The only medicine, we are told, which reduces the symptoms of avian flu is a drug called Tamiflu. Today Pharmaceutical giant Swiss Roche holds the sole license to manufacture Tamiflu. Due to the panic, the order books at Roche are filled to overflowing.
However, the real point of interest is the company in California which developed Tamiflu and gave the marketing rights for its patented discovery to Roche.
Tamiflu was developed and patented in 1996 by a California biotech firm, Gilead Sciences Inc. Gilead Sciences is no small-time biotech startup. Its board today includes Bechtel Corp director and former secretary of state George Shultz. Gilead is a NASDAQ-listed stock company which prefers to maintain a low profile in the current rush to Tamiflu. That might be because of who is tied to Gilead. In 1997, before he became Pentagon chief, Donald Rumsfeld was named chairman of the board of Gilead Sciences, where he remained until early 2001 when he became defense secretary. Rumsfeld had been on the board of Gilead since 1988, according to a 1997 company press release.
Rumsfeld holds a Gilead stake valued at between $5 million and $25 million, according to his federal financial disclosures. In the past six months, the global rush to buy Tamiflu has sent Gilead's stock from $35 to $47 - amounting to a windfall of at least $1 million for Rumsfeld. And now, with Gilead collecting royalties averaging 10% from Roche's sales of Tamiflu, he is poised to reap more gains for a flu panic his administration has done everything it can to promote.
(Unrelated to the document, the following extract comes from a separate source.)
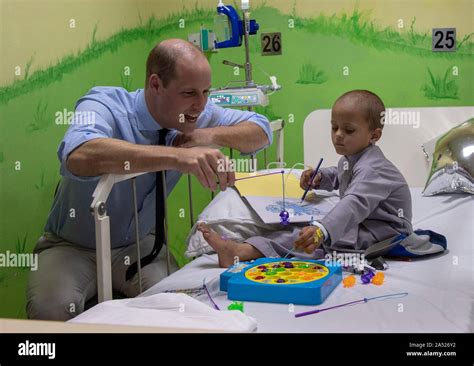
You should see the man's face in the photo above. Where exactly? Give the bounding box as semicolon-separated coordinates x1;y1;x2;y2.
152;58;212;134
330;99;377;156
President Bush had ordered the US government to buy $2 billion worth of Tamiflu - that was before his November 1 speech calling for another $1 billion worth.
No matter who says what, avian flu bears not the slightest resemblance to anything that could remotely be described as pandemic, nor is it likely to. At present, with the exception of 60 cases in 8 years in 6 billion people, it only affects birds, remember? There is no pandemic, epidemic or mini-demic among humans. And no amount of media repetition can make it so.
Just as nature abhors a vacuum new funding requires new threats. As with the marketing of smallpox vaccine in 2002 and the marketing of SARS in 2003, it's a fairly safe bet the threat of avian flu will disappear as soon as the money has been spent stockpiling the drugs and vaccines. That's the usual pattern. Count on it.